We might become a better nation because of it. And certainly less likely to send our young to die in foreign lands.
I'm also amazed at how disorganized and ill-informed our politics and administration appear to be. It doesn't take a rocket scientist to figure out that cutting in one place simply pushes the economic cost to another place. Tax increases are called for on those in the upper incomes (Wall Street big bucks winners, anybody) and tax loopholes for Corporations who somehow manage to shelter earnings outside the country is another. And for Main Street, we need jobs and salaries that will in fact cover the cost of living. Whatever we do, it will be risky and painful. In the meantime, all this budget cutting rhetoric skirts the real complexity of our current situation. Revenue is the only answer. Without upping taxes and providing jobs, the cutting as it is discussed now is just a game of smoke and mirrors.
And, please, let's dismiss that tired canard that Social Security it welfare. You know better than that, both of you! It's a form of insurance. Some people live to collect for many years. However, there are many people who die before they see a cent from Social Security. Does anyone ever question where their premium payments went?

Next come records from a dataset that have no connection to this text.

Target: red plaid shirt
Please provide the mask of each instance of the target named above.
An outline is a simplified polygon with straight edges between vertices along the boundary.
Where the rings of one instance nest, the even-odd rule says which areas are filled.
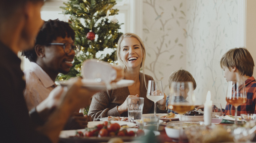
[[[245,84],[247,94],[247,101],[245,103],[237,107],[237,116],[240,116],[241,114],[256,114],[255,109],[256,103],[256,81],[255,79],[253,76],[250,77],[245,81]],[[230,111],[231,115],[235,116],[235,107],[227,103],[225,108],[225,115],[230,115]]]

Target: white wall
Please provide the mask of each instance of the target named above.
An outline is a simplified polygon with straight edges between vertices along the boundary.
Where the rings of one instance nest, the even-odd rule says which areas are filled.
[[[146,73],[163,80],[168,94],[170,74],[187,70],[197,82],[197,104],[210,90],[213,102],[224,106],[226,82],[220,61],[229,49],[244,45],[245,1],[144,0]]]
[[[248,49],[256,64],[256,1],[246,0],[246,48]],[[253,75],[256,77],[256,68],[254,67]]]

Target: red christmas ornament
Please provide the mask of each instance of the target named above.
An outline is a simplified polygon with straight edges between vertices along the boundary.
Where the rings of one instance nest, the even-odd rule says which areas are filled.
[[[86,34],[86,38],[91,41],[95,39],[95,33],[93,33],[92,30],[90,30],[90,32]]]

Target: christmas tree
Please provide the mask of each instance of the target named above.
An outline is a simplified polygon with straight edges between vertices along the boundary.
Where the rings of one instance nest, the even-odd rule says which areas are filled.
[[[81,64],[86,59],[98,58],[113,63],[118,39],[122,34],[118,31],[122,24],[115,17],[108,19],[118,14],[118,10],[112,8],[116,1],[69,0],[64,4],[66,7],[61,8],[64,14],[69,15],[69,22],[75,32],[75,44],[81,48],[69,72],[59,74],[57,80],[81,76]],[[108,54],[100,54],[106,50]]]

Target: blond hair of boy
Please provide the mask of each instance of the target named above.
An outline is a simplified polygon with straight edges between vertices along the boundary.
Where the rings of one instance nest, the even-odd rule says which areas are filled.
[[[169,88],[171,87],[172,82],[190,81],[193,83],[194,89],[197,87],[196,81],[191,74],[184,70],[180,70],[174,72],[169,77]]]
[[[221,59],[221,67],[231,69],[236,67],[241,75],[252,76],[254,63],[248,50],[245,47],[235,48],[229,50]]]

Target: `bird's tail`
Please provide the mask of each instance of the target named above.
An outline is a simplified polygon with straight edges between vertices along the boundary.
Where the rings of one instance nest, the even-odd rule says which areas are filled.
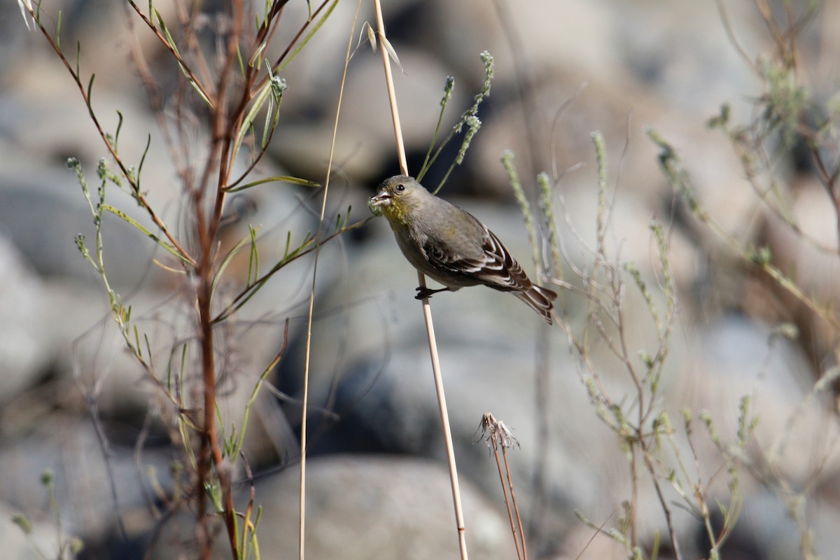
[[[541,285],[534,285],[530,290],[513,292],[517,297],[527,303],[533,310],[539,313],[550,325],[551,310],[554,307],[557,292]]]

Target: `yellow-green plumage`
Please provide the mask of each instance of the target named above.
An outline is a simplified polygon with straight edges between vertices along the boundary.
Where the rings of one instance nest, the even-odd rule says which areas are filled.
[[[383,181],[369,205],[388,220],[408,262],[445,285],[444,290],[481,284],[510,291],[552,322],[557,294],[533,284],[499,238],[472,214],[407,175]],[[417,290],[418,298],[442,291]]]

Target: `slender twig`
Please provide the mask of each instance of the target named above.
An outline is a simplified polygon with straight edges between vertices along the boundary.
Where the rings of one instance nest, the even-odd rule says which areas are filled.
[[[376,12],[376,29],[381,39],[384,39],[385,24],[382,21],[382,6],[380,0],[374,0],[374,7]],[[385,41],[382,40],[384,44]],[[394,81],[391,73],[391,60],[388,58],[386,49],[381,49],[382,64],[385,67],[385,81],[388,89],[388,99],[391,102],[391,114],[394,123],[394,137],[396,141],[396,154],[400,161],[400,170],[405,175],[408,175],[408,165],[406,162],[406,148],[402,142],[402,128],[400,124],[400,113],[396,105],[396,96],[394,92]],[[423,273],[417,271],[417,282],[420,285],[420,293],[423,293],[426,287],[426,278]],[[460,548],[462,560],[467,558],[466,528],[464,525],[464,512],[461,510],[460,489],[458,484],[458,468],[455,466],[455,453],[452,444],[452,432],[449,429],[449,413],[446,409],[446,396],[444,392],[444,380],[440,373],[440,360],[438,358],[438,344],[434,338],[434,326],[432,322],[432,307],[429,305],[428,298],[422,300],[423,318],[426,321],[426,333],[428,338],[428,349],[432,359],[432,373],[434,375],[434,385],[438,393],[438,406],[440,409],[440,421],[444,427],[444,440],[446,444],[446,456],[449,463],[449,482],[452,485],[452,500],[455,510],[455,523],[458,528],[458,542]]]
[[[347,82],[347,68],[350,64],[350,53],[353,50],[353,39],[356,33],[356,22],[359,18],[359,10],[361,0],[356,3],[356,13],[350,27],[350,37],[347,42],[347,53],[344,55],[344,67],[341,75],[341,85],[339,86],[339,101],[335,107],[335,119],[333,123],[333,139],[329,146],[329,158],[327,160],[327,177],[324,180],[323,196],[321,199],[321,214],[318,217],[318,233],[315,236],[315,258],[312,264],[312,281],[309,290],[309,311],[307,317],[307,344],[305,364],[303,366],[303,401],[301,411],[301,488],[300,488],[300,521],[299,521],[299,553],[301,560],[304,558],[306,536],[306,505],[307,505],[307,413],[309,404],[309,368],[312,358],[312,315],[315,311],[315,285],[318,275],[318,262],[323,244],[321,237],[323,235],[323,217],[327,212],[327,196],[329,193],[329,180],[332,178],[333,160],[335,156],[335,141],[339,134],[339,118],[341,116],[341,105],[344,96],[344,85]]]

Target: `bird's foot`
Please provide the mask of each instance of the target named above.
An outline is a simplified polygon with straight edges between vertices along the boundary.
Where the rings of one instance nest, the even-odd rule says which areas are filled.
[[[438,291],[447,291],[449,288],[441,288],[440,290],[432,290],[431,288],[426,288],[424,286],[417,286],[417,295],[414,296],[415,300],[427,300],[432,297],[432,294],[437,294]]]

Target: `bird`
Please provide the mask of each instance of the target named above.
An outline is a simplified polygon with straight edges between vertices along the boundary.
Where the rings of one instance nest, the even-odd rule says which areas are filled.
[[[416,299],[482,285],[512,293],[552,324],[557,293],[533,284],[499,238],[470,212],[404,175],[382,181],[368,206],[388,220],[408,262],[446,286],[418,287]]]

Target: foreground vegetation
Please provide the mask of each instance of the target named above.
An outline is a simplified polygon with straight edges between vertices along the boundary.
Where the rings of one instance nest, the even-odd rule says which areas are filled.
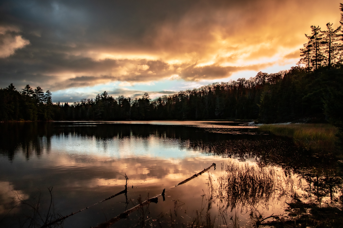
[[[332,150],[336,147],[336,128],[329,124],[307,123],[264,124],[262,131],[292,138],[296,144],[315,149]]]

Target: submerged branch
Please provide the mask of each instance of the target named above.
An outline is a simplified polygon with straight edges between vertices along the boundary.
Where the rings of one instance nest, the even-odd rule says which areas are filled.
[[[210,167],[209,167],[207,169],[204,169],[201,172],[200,172],[200,173],[198,173],[196,174],[194,174],[194,175],[193,175],[193,176],[191,176],[190,177],[189,177],[189,178],[186,179],[185,180],[184,180],[183,181],[180,182],[179,184],[178,184],[177,185],[175,185],[175,187],[176,187],[177,186],[178,186],[179,185],[182,185],[182,184],[185,184],[186,182],[187,182],[189,181],[190,180],[192,179],[194,179],[194,178],[195,178],[197,176],[198,176],[200,175],[201,175],[203,173],[205,172],[206,172],[207,171],[208,171],[209,170],[210,170],[210,169],[211,168],[212,168],[212,167],[214,167],[214,170],[215,170],[215,163],[213,163]]]
[[[120,192],[118,192],[118,193],[116,193],[115,194],[115,195],[113,195],[113,196],[111,196],[109,197],[108,197],[107,198],[106,198],[106,199],[103,199],[101,201],[99,201],[99,202],[98,202],[97,203],[96,203],[94,204],[93,205],[91,205],[91,206],[87,206],[87,207],[85,207],[85,208],[84,208],[83,209],[81,209],[80,211],[78,211],[76,212],[72,212],[71,214],[70,214],[68,215],[66,215],[66,216],[63,216],[63,217],[60,217],[58,219],[56,219],[56,220],[55,220],[54,221],[52,221],[48,223],[46,223],[46,222],[45,224],[44,224],[44,225],[43,226],[42,226],[41,227],[40,227],[40,228],[45,228],[45,227],[49,227],[50,226],[51,226],[51,225],[53,225],[54,224],[55,224],[56,223],[57,223],[58,222],[60,222],[60,221],[62,221],[63,220],[64,220],[64,219],[66,219],[67,218],[68,218],[68,217],[70,217],[71,216],[72,216],[72,215],[74,215],[75,214],[78,213],[79,212],[80,212],[81,211],[83,211],[84,210],[85,210],[86,209],[88,209],[88,208],[89,208],[91,206],[94,206],[95,205],[96,205],[96,204],[98,204],[98,203],[101,203],[102,202],[103,202],[104,201],[106,201],[106,200],[109,200],[110,199],[112,199],[113,197],[116,197],[116,196],[119,196],[119,195],[121,195],[122,194],[126,194],[126,193],[127,192],[127,191],[128,191],[127,184],[128,184],[128,180],[129,179],[129,178],[128,178],[128,177],[126,175],[126,174],[125,174],[125,175],[124,176],[125,177],[125,179],[126,179],[126,184],[125,184],[125,189],[124,189],[122,191],[120,191]]]
[[[163,189],[163,191],[161,194],[157,195],[154,197],[150,198],[150,199],[145,200],[144,202],[140,203],[138,205],[133,207],[132,208],[129,209],[127,211],[126,211],[118,216],[112,218],[108,221],[98,225],[94,228],[106,228],[106,227],[109,227],[109,226],[110,226],[113,224],[119,221],[122,218],[125,218],[127,217],[128,216],[129,216],[129,215],[131,212],[132,212],[135,211],[137,211],[139,209],[141,208],[142,207],[143,207],[144,206],[150,203],[157,203],[158,200],[158,197],[161,196],[164,196],[164,192],[165,190],[166,189],[165,188]]]

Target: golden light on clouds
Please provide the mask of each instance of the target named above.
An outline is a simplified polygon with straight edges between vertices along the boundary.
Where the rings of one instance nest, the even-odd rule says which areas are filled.
[[[17,10],[40,7],[45,14],[3,12],[6,27],[21,28],[9,30],[16,39],[9,44],[0,30],[1,48],[9,50],[0,59],[3,87],[10,75],[11,82],[53,91],[287,69],[299,60],[310,26],[337,26],[340,13],[335,0],[35,2]]]

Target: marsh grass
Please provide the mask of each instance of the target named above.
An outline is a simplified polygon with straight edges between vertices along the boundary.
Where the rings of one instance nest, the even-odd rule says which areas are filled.
[[[222,164],[217,186],[217,197],[224,203],[222,206],[230,207],[231,211],[237,206],[268,206],[283,197],[294,194],[293,178],[275,167],[240,165],[229,160]]]
[[[296,144],[314,149],[334,150],[338,139],[337,129],[329,124],[265,124],[260,130],[292,138]]]

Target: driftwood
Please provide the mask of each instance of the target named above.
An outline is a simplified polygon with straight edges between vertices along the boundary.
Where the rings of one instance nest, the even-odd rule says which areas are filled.
[[[197,177],[198,176],[200,175],[201,175],[204,173],[207,172],[207,171],[208,171],[212,167],[214,167],[214,169],[215,170],[215,166],[216,164],[215,163],[213,163],[210,166],[210,167],[209,167],[207,169],[204,169],[203,170],[200,172],[200,173],[198,173],[197,174],[194,174],[194,175],[193,175],[193,176],[190,177],[189,178],[186,179],[186,180],[184,180],[181,182],[180,182],[179,184],[175,185],[175,187],[176,187],[177,186],[183,184],[185,184],[185,183],[189,181],[192,179],[194,179],[194,178],[195,178]],[[157,195],[154,197],[153,197],[152,198],[151,198],[148,200],[147,200],[145,201],[144,201],[144,202],[143,202],[142,203],[139,204],[138,205],[137,205],[137,206],[133,207],[132,208],[129,209],[128,210],[127,210],[127,211],[124,212],[123,212],[120,214],[119,215],[115,217],[112,218],[111,219],[105,222],[105,223],[101,223],[101,224],[98,225],[97,226],[95,227],[94,228],[91,227],[91,228],[107,228],[107,227],[109,227],[114,223],[115,223],[118,222],[121,219],[122,219],[122,218],[125,218],[129,216],[129,214],[130,214],[130,213],[131,213],[133,212],[134,211],[135,211],[137,210],[139,208],[141,208],[142,207],[144,206],[145,206],[145,205],[152,202],[157,203],[157,202],[158,201],[158,198],[161,196],[163,198],[163,201],[164,201],[165,200],[165,199],[164,197],[164,192],[165,191],[165,190],[166,189],[165,188],[164,189],[163,191],[163,192],[162,192],[162,193],[159,194],[159,195]]]
[[[78,211],[76,212],[72,212],[71,214],[70,214],[68,215],[66,215],[66,216],[64,216],[63,217],[61,217],[59,218],[58,219],[56,219],[56,220],[55,220],[54,221],[52,221],[50,222],[49,223],[47,223],[46,222],[45,224],[44,224],[43,226],[42,226],[41,227],[40,227],[40,228],[45,228],[45,227],[49,227],[50,226],[51,226],[51,225],[53,225],[54,224],[55,224],[56,223],[57,223],[58,222],[60,222],[61,221],[62,221],[62,220],[64,220],[65,219],[66,219],[66,218],[68,218],[68,217],[70,217],[71,216],[72,216],[73,215],[74,215],[75,214],[76,214],[77,213],[78,213],[79,212],[80,212],[81,211],[83,211],[84,210],[85,210],[86,209],[88,209],[88,208],[89,208],[91,206],[94,206],[95,205],[96,205],[96,204],[98,204],[98,203],[101,203],[102,202],[103,202],[104,201],[106,201],[106,200],[109,200],[110,199],[112,199],[113,197],[115,197],[116,196],[119,196],[119,195],[121,195],[122,194],[126,194],[126,193],[128,192],[127,183],[128,183],[128,180],[129,179],[129,178],[128,178],[127,176],[126,176],[126,174],[125,174],[125,175],[124,176],[125,176],[125,178],[126,179],[126,184],[125,185],[125,189],[124,189],[122,191],[121,191],[119,192],[118,192],[118,193],[116,193],[115,194],[115,195],[113,195],[113,196],[111,196],[109,197],[108,197],[107,198],[106,198],[106,199],[104,199],[104,200],[103,200],[101,201],[98,202],[97,203],[94,203],[93,205],[92,205],[91,206],[87,206],[87,207],[85,207],[85,208],[84,208],[83,209],[81,209],[80,211]]]
[[[109,227],[113,224],[119,221],[122,218],[125,218],[127,217],[128,216],[129,216],[129,215],[130,213],[134,211],[137,211],[142,207],[144,206],[145,205],[150,203],[157,203],[157,202],[158,201],[158,197],[161,196],[163,197],[163,199],[164,200],[164,192],[165,191],[165,190],[166,189],[165,188],[163,189],[163,191],[161,194],[157,195],[154,197],[150,198],[150,199],[145,200],[144,202],[142,202],[142,203],[140,203],[138,205],[133,207],[132,208],[129,209],[127,211],[126,211],[118,216],[112,218],[111,219],[105,222],[105,223],[99,224],[94,228],[106,228],[107,227]],[[163,201],[164,201],[164,200]]]
[[[197,176],[198,176],[200,175],[201,175],[201,174],[202,174],[203,173],[205,172],[206,172],[207,171],[208,171],[209,170],[210,170],[210,169],[211,168],[212,168],[212,167],[214,167],[214,170],[215,170],[215,163],[213,163],[207,169],[204,169],[201,172],[200,172],[200,173],[196,173],[196,174],[194,174],[194,175],[193,175],[193,176],[191,176],[190,177],[189,177],[189,178],[186,179],[186,180],[184,180],[182,182],[180,182],[179,184],[178,184],[177,185],[175,185],[175,187],[176,187],[177,186],[178,186],[179,185],[182,185],[182,184],[185,184],[186,182],[187,182],[189,181],[190,180],[192,179],[194,179],[194,178],[195,178]]]

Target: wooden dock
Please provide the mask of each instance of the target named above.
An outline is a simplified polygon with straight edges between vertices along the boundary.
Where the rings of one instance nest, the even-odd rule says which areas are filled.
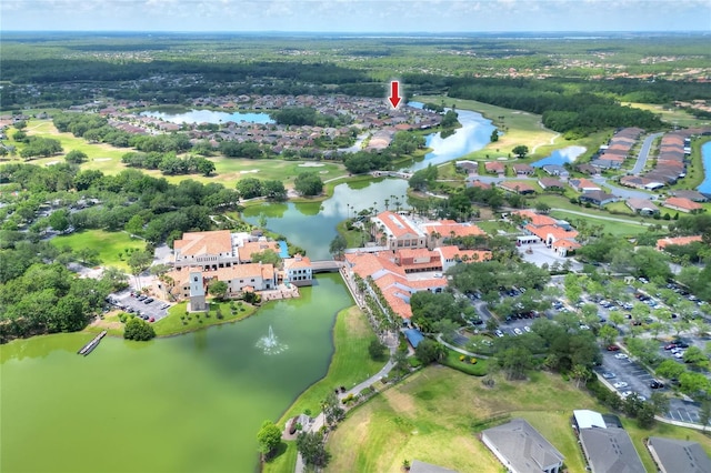
[[[99,345],[99,342],[101,341],[101,339],[106,336],[106,334],[107,334],[107,331],[104,330],[103,332],[94,336],[89,343],[83,345],[81,350],[79,350],[77,353],[87,356],[89,353],[93,351],[93,349],[96,349]]]

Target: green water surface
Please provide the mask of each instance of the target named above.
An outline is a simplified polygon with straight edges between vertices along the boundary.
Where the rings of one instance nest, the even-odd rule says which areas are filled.
[[[147,343],[38,336],[0,346],[0,471],[253,472],[256,435],[322,378],[338,274],[242,322]],[[257,346],[272,326],[287,346]]]

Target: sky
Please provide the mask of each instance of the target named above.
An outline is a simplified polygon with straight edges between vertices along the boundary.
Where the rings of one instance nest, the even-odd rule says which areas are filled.
[[[2,0],[2,31],[711,31],[711,0]]]

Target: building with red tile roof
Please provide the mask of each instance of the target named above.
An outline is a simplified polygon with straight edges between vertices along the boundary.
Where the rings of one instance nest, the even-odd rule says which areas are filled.
[[[703,209],[703,205],[684,198],[669,198],[662,203],[665,208],[678,210],[680,212],[697,212]]]
[[[675,238],[667,236],[667,238],[657,240],[657,251],[663,251],[670,244],[683,246],[687,244],[691,244],[694,241],[703,241],[703,239],[701,238],[701,235],[675,236]]]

This is a problem that can be solved by the simple expedient of eliminating the cap. No one except the wealthy would be affected, and the amount deducted from their plump paychecks would amount to less than pocket change for most. And by what logic do we subject the wages of the lower and middle class to this tax, but not income in excess of $106,000? It's ridiculous!
What's even more ridiculous is how little-known this "cap" is, especially among young people, for whom it is most important. But that's changing. Keep getting the word out, and who knows what might happen?
The simple math is that my generation (30-something) and my kids will have to pay more in taxes to get the same, or less government services. Paying pensions and health benefits crowds out paying for other government services, such as new roads or new textbooks.
As a simple example, this year, I will pay 5% more in school taxes in an excellent school district. However, 80% of those new taxes will go to pay retiree pensions and health benefits. That means only 20% will go to educate the kids in school now. As pension and health care costs rise, even less of our future tax increases will reach the class-room.
I love our teachers, but supporting a 55-year old retired teacher for 30 more years makes absolutely no sense.
Emotion may drive our reasoning, as David clearly points out in his new book, but the math is the math. Love does not magically turn $1 into $2.
Social Security is perhaps the only government program that makes money for the government. It is not in the red! In fairness the cap on Social Security taxes should be raised so that everyone pays the same percent of income. The idea that the wealthy should pay a smaller percentage than everyone else is crazy.
If I could have found a job I wanted to do, I would have kept working regardless of salary. But, for example, working for a company that persuaded poor people to pay big bucks to start and maintain web sites that were identical literally to thousands of other web sites in the hope of selling the same goods that everyone else was selling, I didn't want to be involved in that kind of rip-off.
In a fair playing field, I felt eminently qualified for many great jobs. I was an experienced editor and computer tech. But the playing field wasn't fair for me, so I decided to stop working. And I'm pretty happy now -- but I'm not contributing as much as I could have to the American economy. Sorry about that.